Phenolic content and antioxidant power of Lactuca sativa var. capitata (L.), Cichorium indivia var. latifolium (L.) and Eruca sativa (Mill.) were determined in fresh‐cut products during storage at 4C. In fresh‐cut leaves, storage did not affect the antioxidant power in escarole, whereas after 24 h, lettuce exhibited a transient rise in ferric‐reducing antioxidant power value (+50%), which was associated with increased phenol content. In rocket salad, the antioxidant power increased significantly just 1 h after cutting.

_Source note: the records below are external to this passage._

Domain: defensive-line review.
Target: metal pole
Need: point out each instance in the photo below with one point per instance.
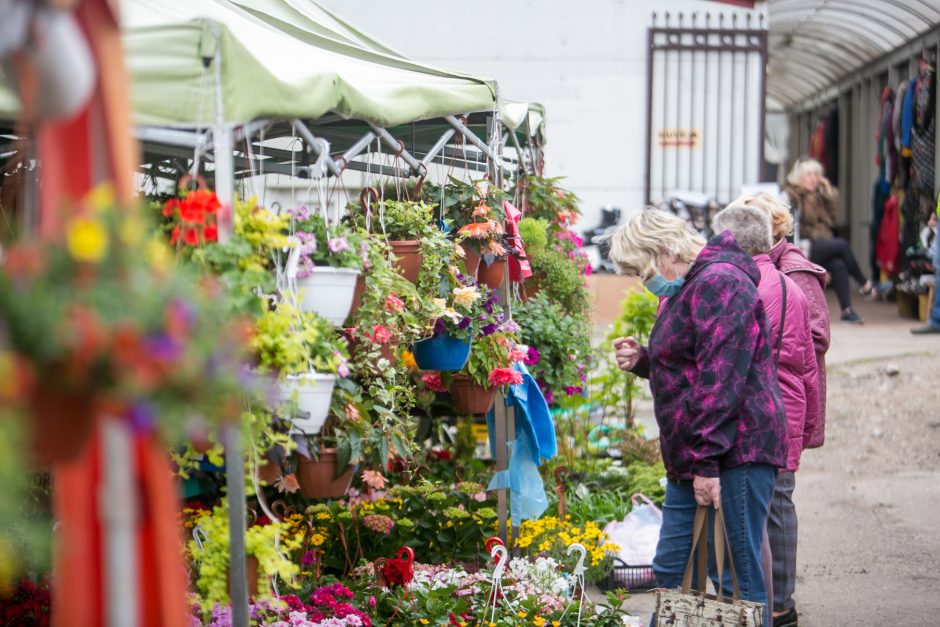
(399, 148)
(317, 145)
(235, 485)
(119, 507)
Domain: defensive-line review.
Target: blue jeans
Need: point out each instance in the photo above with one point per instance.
(745, 498)
(934, 319)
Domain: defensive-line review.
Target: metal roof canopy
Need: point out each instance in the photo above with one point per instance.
(816, 44)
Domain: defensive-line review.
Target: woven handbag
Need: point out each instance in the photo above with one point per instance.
(685, 607)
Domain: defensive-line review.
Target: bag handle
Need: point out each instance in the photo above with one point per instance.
(700, 549)
(783, 318)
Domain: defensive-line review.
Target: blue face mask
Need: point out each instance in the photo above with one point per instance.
(663, 288)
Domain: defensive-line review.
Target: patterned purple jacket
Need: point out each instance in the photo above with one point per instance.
(711, 369)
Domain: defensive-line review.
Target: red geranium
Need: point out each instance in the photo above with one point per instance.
(433, 381)
(505, 376)
(398, 572)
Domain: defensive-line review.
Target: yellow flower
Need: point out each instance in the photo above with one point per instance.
(408, 360)
(465, 296)
(87, 240)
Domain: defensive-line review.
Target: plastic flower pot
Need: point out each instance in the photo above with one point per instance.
(492, 275)
(408, 258)
(469, 397)
(317, 477)
(314, 391)
(441, 352)
(328, 292)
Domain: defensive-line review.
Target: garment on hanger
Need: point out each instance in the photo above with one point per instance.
(887, 246)
(923, 140)
(887, 153)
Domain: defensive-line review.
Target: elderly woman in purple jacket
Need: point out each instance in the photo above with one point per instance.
(787, 309)
(722, 426)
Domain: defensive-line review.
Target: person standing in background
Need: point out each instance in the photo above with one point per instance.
(815, 198)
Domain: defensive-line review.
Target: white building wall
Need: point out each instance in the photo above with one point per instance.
(584, 60)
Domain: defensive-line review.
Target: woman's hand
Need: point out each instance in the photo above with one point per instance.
(707, 490)
(627, 352)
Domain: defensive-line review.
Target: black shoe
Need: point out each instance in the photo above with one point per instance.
(849, 315)
(786, 620)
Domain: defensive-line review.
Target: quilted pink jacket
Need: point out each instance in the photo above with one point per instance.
(811, 279)
(796, 368)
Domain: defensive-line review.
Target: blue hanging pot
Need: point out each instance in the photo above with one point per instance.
(442, 352)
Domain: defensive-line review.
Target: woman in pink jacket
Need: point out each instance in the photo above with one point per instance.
(787, 311)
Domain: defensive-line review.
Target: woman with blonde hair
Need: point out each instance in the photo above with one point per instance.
(722, 426)
(795, 360)
(816, 199)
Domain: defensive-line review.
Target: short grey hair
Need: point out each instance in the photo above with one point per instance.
(750, 226)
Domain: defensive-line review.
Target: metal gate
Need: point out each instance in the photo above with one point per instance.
(706, 86)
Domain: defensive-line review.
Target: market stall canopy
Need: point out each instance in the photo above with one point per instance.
(308, 21)
(179, 53)
(813, 44)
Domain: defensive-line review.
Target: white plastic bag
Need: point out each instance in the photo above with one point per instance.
(638, 533)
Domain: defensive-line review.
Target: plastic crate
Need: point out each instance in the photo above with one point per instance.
(628, 577)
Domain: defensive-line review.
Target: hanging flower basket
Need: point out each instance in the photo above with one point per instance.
(328, 292)
(492, 274)
(470, 397)
(317, 477)
(62, 424)
(314, 392)
(442, 352)
(408, 257)
(358, 292)
(471, 259)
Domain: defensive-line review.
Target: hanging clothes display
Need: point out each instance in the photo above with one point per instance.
(887, 156)
(887, 246)
(923, 136)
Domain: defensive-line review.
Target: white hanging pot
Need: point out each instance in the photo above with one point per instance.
(313, 394)
(58, 54)
(328, 292)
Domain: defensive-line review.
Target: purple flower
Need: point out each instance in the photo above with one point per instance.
(532, 357)
(142, 418)
(338, 244)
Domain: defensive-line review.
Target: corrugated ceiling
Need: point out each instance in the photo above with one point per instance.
(814, 43)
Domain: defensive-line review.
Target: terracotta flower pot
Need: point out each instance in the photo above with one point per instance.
(317, 477)
(269, 472)
(409, 257)
(492, 275)
(471, 259)
(469, 397)
(62, 424)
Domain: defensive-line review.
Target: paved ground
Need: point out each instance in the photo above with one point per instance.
(869, 500)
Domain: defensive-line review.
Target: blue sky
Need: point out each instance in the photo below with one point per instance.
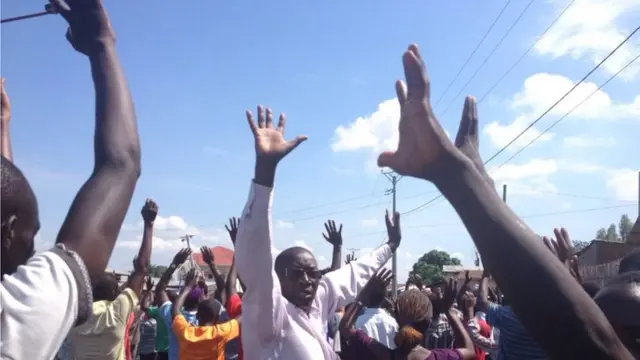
(194, 68)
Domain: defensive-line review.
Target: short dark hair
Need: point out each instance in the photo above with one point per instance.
(17, 196)
(105, 287)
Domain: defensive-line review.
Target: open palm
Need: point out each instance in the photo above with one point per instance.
(422, 139)
(269, 140)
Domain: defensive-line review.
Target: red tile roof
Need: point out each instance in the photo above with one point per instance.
(221, 255)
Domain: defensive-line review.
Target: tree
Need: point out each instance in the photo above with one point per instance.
(579, 245)
(624, 227)
(612, 233)
(429, 266)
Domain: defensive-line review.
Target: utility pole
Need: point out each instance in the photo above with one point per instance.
(394, 178)
(504, 192)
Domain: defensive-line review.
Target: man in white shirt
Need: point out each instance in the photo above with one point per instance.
(376, 322)
(291, 324)
(44, 297)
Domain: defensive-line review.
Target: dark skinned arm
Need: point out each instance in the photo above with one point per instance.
(231, 281)
(5, 120)
(94, 220)
(585, 332)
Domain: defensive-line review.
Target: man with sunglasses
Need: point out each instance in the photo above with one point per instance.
(286, 309)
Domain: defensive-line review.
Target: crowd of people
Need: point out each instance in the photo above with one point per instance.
(61, 304)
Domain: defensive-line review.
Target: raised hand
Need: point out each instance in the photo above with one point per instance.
(562, 248)
(334, 233)
(269, 140)
(377, 284)
(181, 256)
(191, 279)
(234, 223)
(5, 105)
(207, 255)
(467, 139)
(149, 211)
(350, 257)
(393, 229)
(423, 143)
(450, 293)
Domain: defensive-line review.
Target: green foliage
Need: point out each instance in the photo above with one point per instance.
(429, 266)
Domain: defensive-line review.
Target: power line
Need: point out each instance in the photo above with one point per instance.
(525, 53)
(568, 113)
(495, 21)
(486, 59)
(565, 95)
(541, 116)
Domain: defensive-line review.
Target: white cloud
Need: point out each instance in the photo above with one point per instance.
(377, 131)
(303, 244)
(528, 179)
(585, 141)
(373, 222)
(623, 183)
(284, 225)
(591, 29)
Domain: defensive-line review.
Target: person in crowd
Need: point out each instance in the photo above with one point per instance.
(414, 312)
(162, 334)
(375, 321)
(106, 334)
(208, 339)
(456, 169)
(52, 290)
(193, 298)
(291, 323)
(148, 328)
(479, 330)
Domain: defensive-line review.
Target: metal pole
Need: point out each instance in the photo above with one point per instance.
(394, 258)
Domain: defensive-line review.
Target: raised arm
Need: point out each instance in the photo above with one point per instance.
(340, 287)
(5, 120)
(253, 245)
(334, 237)
(93, 222)
(220, 293)
(141, 263)
(425, 152)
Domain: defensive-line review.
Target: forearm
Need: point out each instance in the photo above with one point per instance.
(116, 142)
(336, 259)
(6, 142)
(497, 231)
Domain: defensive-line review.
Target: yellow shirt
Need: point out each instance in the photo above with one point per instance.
(203, 342)
(102, 337)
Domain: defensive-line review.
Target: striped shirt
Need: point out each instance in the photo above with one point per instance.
(148, 331)
(515, 341)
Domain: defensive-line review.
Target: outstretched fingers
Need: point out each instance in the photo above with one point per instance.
(418, 86)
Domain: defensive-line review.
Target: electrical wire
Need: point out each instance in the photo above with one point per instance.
(525, 53)
(541, 116)
(486, 59)
(568, 113)
(484, 37)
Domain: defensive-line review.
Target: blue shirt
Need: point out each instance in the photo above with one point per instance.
(165, 312)
(515, 341)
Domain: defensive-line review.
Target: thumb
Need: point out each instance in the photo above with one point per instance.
(387, 159)
(295, 142)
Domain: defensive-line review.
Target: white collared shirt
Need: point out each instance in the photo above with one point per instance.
(379, 325)
(273, 328)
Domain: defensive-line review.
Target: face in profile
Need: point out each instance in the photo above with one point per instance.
(301, 279)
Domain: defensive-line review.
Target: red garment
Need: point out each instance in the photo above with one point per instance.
(485, 330)
(234, 309)
(127, 342)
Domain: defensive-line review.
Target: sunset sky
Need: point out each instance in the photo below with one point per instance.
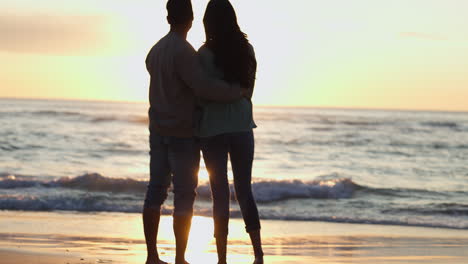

The major phenols determined in escarole and lettuce hydroxycinnamic derivatives were chlorogenic acid, di‐caffeoylquinic and caffeoyltartaric acids, which increased significantly in fresh‐cut products of both species during storage. In rocket salad, only hydroxycinnamic and kaempferol derivates were found, and their content was not influenced by processing and storage even if it is probably related to the higher antioxidant power found for this species.

PRACTICAL APPLICATIONS

Many phenolic compounds are antioxidants that may contribute to reduce human diseases (e.g., cancer and heart diseases). The beneficial effects of a diet rich in vegetables have been partially attributed to an increased consumption of phenols with high antioxidant capacity. Processing vegetables (e.g., salad) for minimally processed products influences the antioxidant capacity of the tissues with different effects in relation to the species used.